第51話 真央とミクの運命と 性格はなまるハナコのストーリー その1

【これまでのストーリー】
2011年2月に里親として龍馬と凜子を迎えたものの(第1話第2話第3話)、その半年後に自分の不注意で龍馬を脱走させてしまう(第5話から第26話)。
龍馬の捜索中に出会った沢山の野良猫の避妊去勢手術に関わることになり、悲惨な野良猫生活の実態を知る。その半年後、猫道と呼ばれる場所にて偶然猫の大群を見かけ(第28話)、人馴れした子猫3匹保護し、知り合いに託したり(第29話)、手放せずうちの子にしたり(第30話第31話)、残りの約10匹の猫は避妊去勢手術をしてその場に戻す(=TNR)(第32話)ことに。さらに先輩ボランティアの助けを借りて子猫2匹(真央とミク)を捕まえ避妊手術をしようとしたところ、先輩に小さすぎて手術は出来ないと言われた為、仕方なくうちで保護して里親探しをしたものの(第43話第44話第45話)、人馴れができないので苦労する(第46話から第50話)。

時は2014年6月。真央とミクを保護してから4か月以上経過。やっと赤い糸の出会いかと思われたKさん一家に2匹一緒に迎えると言ってもらえた(第50話)。Kさん一家は、我が家でのお見合いのあと、すっかり乗り気になり早速ケージも買ったと連絡が来た。とても優しい一家だった。こんな優しい家族が真央とミクを望んでくれるなんて夢のようだ。この人たちを逃したくない思いはあった。しかし、喜びと当時に、不安と良心の呵責が噴出してきた。

この家族は他にも可愛くて人馴れした猫が沢山いるのに、何でこの無愛想な子たちが良いのだろうか?他にも沢山可愛い猫がいることを知らないのではないだろうか、こんな猫慣れしていない家族に人馴れしていない真央とミクを託してよいのか、申し訳ないのではないか、脱走させないだろうか、猫達が結局人馴れできずがっかりされるのではないか、のちに他の猫の方がよかったと思われるのではないかなど…。

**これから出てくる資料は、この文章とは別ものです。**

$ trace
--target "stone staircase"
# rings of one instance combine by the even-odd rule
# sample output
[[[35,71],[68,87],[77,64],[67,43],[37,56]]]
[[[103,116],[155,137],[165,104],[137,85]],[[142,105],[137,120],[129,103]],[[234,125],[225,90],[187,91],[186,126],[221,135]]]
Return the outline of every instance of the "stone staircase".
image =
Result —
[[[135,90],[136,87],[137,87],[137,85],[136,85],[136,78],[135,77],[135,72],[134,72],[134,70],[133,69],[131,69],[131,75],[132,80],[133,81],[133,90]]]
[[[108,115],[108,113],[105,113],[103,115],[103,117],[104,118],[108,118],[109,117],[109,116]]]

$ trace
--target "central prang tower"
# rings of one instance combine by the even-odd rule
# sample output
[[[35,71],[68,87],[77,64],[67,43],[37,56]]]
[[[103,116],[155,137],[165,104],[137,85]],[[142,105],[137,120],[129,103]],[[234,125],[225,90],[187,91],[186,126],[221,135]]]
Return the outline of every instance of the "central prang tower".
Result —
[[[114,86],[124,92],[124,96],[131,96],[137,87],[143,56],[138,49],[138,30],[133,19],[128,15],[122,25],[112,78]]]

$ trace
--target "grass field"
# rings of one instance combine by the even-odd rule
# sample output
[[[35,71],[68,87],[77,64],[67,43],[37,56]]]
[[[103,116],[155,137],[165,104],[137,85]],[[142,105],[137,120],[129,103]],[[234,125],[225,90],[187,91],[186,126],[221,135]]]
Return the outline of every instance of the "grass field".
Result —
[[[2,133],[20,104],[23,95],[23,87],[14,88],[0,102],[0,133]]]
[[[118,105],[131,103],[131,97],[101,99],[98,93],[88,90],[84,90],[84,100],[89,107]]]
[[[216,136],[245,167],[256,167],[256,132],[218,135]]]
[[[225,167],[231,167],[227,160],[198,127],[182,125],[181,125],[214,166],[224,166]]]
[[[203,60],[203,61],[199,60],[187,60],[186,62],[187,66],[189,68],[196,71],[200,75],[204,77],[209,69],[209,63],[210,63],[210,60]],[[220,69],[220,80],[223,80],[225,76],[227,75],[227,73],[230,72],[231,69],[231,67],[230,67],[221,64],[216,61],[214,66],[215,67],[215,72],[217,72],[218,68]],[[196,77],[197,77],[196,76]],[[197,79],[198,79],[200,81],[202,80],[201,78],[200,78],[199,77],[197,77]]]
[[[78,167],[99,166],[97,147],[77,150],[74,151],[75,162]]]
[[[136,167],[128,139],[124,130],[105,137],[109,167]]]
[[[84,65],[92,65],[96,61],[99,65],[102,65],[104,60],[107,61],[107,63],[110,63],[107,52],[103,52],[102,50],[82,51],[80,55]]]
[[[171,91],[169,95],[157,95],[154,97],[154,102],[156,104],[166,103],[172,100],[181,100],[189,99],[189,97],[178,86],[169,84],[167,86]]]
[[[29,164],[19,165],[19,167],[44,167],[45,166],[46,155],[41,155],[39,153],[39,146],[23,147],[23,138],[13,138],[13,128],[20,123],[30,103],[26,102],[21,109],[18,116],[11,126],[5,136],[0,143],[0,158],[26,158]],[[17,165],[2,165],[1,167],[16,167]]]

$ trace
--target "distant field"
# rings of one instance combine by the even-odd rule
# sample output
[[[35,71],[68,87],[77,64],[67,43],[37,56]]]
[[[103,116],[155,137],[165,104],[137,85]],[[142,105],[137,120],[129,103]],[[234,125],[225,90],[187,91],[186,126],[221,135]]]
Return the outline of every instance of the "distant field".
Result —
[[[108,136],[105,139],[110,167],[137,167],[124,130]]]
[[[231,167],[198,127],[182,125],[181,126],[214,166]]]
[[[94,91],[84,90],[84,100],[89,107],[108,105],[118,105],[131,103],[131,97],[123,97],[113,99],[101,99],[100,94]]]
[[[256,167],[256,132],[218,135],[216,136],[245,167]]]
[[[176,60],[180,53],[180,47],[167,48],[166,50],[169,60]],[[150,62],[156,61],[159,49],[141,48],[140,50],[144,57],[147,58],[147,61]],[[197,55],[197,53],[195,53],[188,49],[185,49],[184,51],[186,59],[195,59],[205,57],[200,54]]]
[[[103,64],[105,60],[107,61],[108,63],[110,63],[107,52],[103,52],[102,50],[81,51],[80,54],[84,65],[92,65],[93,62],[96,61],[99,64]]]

この家族にとってベストな猫は真央とミクではなく、もっと人馴れした飼いやすい大人猫なのだろうと、新米ボラの私にもわかった。
そんな勿体ないことをと、あとで先輩ボラさんには叱られたのだが、上記の気持ちを正直に伝え、翌週参加予定していた里親会に来てもらい、ほかの猫も見たうえでもう一度検討し直してもらうことにした。
実は真央とミク以外にも、その里親会に参加させたい猫がいたので、その猫も検討してほしいと思っていたのだ。

真央とミクの保護からこの時点までの4か月、このコラムでは真央とミクの話に集中したが、私の猫ボラ活動はこの2匹の里親探しだけではなく、同時並行で取り組んでいた案件があった。猫道でも(第32話)まだ外に残っている猫たちのTNR(避妊去勢手術をしてその場に戻すこと)は継続していた(そのエピソードはまた次回)し、他にも前述の向かいに住む餌やりパンジー公園での餌やりおばあさんのシマコさんに頼まれて(第26話)公園の猫たちのTNRの手伝いに行くこともしていた。

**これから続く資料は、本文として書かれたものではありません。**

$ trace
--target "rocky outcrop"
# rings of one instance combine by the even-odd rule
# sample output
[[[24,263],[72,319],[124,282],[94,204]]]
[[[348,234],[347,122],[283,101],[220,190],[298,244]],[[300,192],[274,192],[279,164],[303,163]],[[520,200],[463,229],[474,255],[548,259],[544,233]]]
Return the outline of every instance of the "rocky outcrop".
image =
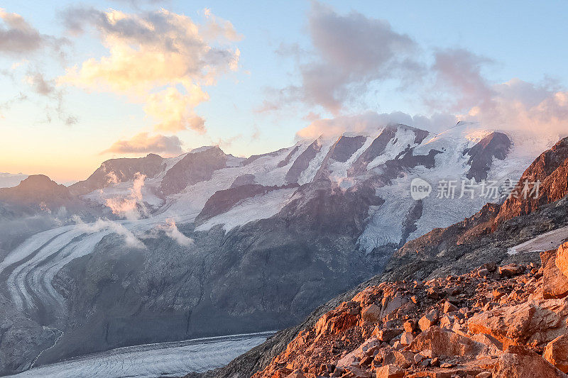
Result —
[[[300,332],[253,377],[565,378],[568,299],[544,297],[547,269],[485,265],[368,287]]]
[[[69,190],[75,195],[87,194],[113,184],[132,180],[138,174],[153,177],[165,168],[164,159],[155,154],[144,157],[111,159],[103,162],[86,180],[69,187]]]
[[[195,218],[195,223],[201,223],[210,219],[214,216],[228,211],[240,201],[266,194],[274,190],[298,187],[297,184],[288,184],[281,187],[264,187],[258,184],[238,185],[225,190],[219,190],[211,196],[203,209]]]
[[[503,133],[491,133],[464,152],[469,156],[468,179],[476,182],[487,179],[493,159],[504,160],[510,148],[510,140]]]
[[[162,179],[161,193],[174,194],[187,185],[211,179],[214,172],[226,166],[226,158],[219,146],[188,153],[168,170]]]
[[[525,183],[540,182],[538,192],[534,186],[526,191]],[[525,191],[523,192],[523,190]],[[542,153],[519,179],[515,195],[508,199],[496,216],[495,224],[515,216],[530,213],[540,206],[563,198],[568,194],[568,138]],[[526,198],[525,198],[526,197]]]
[[[65,185],[43,174],[28,176],[16,187],[0,189],[0,201],[11,205],[55,209],[74,199],[75,196]]]
[[[322,142],[319,139],[314,140],[312,144],[308,145],[304,152],[300,154],[300,156],[294,160],[294,162],[292,163],[292,167],[286,172],[286,182],[297,182],[302,172],[308,167],[310,162],[316,157],[321,150]]]

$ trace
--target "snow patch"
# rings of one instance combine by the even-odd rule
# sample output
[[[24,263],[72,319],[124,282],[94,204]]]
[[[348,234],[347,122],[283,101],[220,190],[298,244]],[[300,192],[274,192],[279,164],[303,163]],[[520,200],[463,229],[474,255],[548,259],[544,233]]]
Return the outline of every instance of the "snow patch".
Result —
[[[295,188],[283,189],[245,199],[226,213],[214,216],[197,227],[195,230],[206,231],[214,226],[222,224],[223,229],[229,231],[249,222],[271,218],[282,210],[295,191]]]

時期は少し戻るが、2014年4月、シマコさんに公園に最近新しい猫がご飯を食べに来ている、耳カットはない(耳カット=避妊去勢手のサイン)、メスみたいだから避妊手術したい、捕まえてくれないかと言われた。
ハナコを捕まえに行くと、野良猫とは思えないほど人馴れしていた。普通は捕獲器に捕まえられるとパニックして暴れ、人間に精一杯威嚇するものなのだが、ハナコは捕獲器の中から、甘えたような声で鳴き、指を近づけるとすりすりしてきた。どうやら野良猫ではなく、元飼い猫で捨てられたか、置き去りにされたよう。外で辛い思いをしていたようで、捕まえてくれてありがとうと言うような目でこちらを見た。耳と鼻を怪我していた。
避妊手術のために病院に連れて行くと、ドクターからは、避妊手術済みであり、元飼い猫であろう、人馴れしており人恋しかったようで、甘えてくると。あまり感情を出すドクターではないが、その時ばかりは、「この子は外では可哀想。里親探しされるなら預かりますよ。」と言われた。
そう言われたら、もう外には戻せなくなり、餌やりのシマコさんと協力して里親募集をすることにしてしまった。

哀しいかな、ハナコは美猫ではない。子猫でもない。性格はなまるという以外とりえのない、よくある白黒の大人猫だった。里親募集も簡単ではないだろうことは覚悟せざるを得なかった。
そのハナコもミクと真央と共に、次の里親会に参加することになっていた。
私はミクと真央の里親候補Kさん一家にハナコを検討してもらいたいと狙ったのだ。

【ハナコ】
ハナコ

里親会当日。子猫シーズンだったので、CMモデルのような可愛らしい子猫が一杯。相変わらず真央は不愛想。ミクに至っては、連れてこようとしただけで心臓がバクバクで参加断念の不戦敗。
色んな猫を見て回るKさん一家。ハナコの事も可愛いと言って抱っこしてくれたが、可愛い猫がてんこ盛りだ。その中からハナコを選んでもらえるとは思えなくなった。しまった、作戦失敗だったか、と思ったところでKさんのご主人が、里親会場にいた私に、
「沢山可愛い子がいてとても決めきれないので今日は一旦帰ります」と。
選べないというのは優しい人なのだろうが、迷っているうちは決めてほしくなく、家族全員がこの子と思う猫を選んでほしいので、私は了解し、また連絡お待ちしていますと言った。

数日後、メールが来た。
実は、あの里親会の後、ご主人が突然くしゃみが止まらなくなり、病院で調べたところ、ひどい猫アレルギーだとわかり、ペットを飼うことは医者から止められたと。
それまで動物に至近距離で接したことがないのでわからなかった、うちで真央とミクとお見合いした時には2匹だけだったのでアレルギー反応は出なかったのだが、里親会で50匹以上の猫がいる空間に入ったら、強い反応が出始めたと。残念だがペットを飼うことは断念するので、買ってしまったケージとトイレを寄付すると持参してくれた。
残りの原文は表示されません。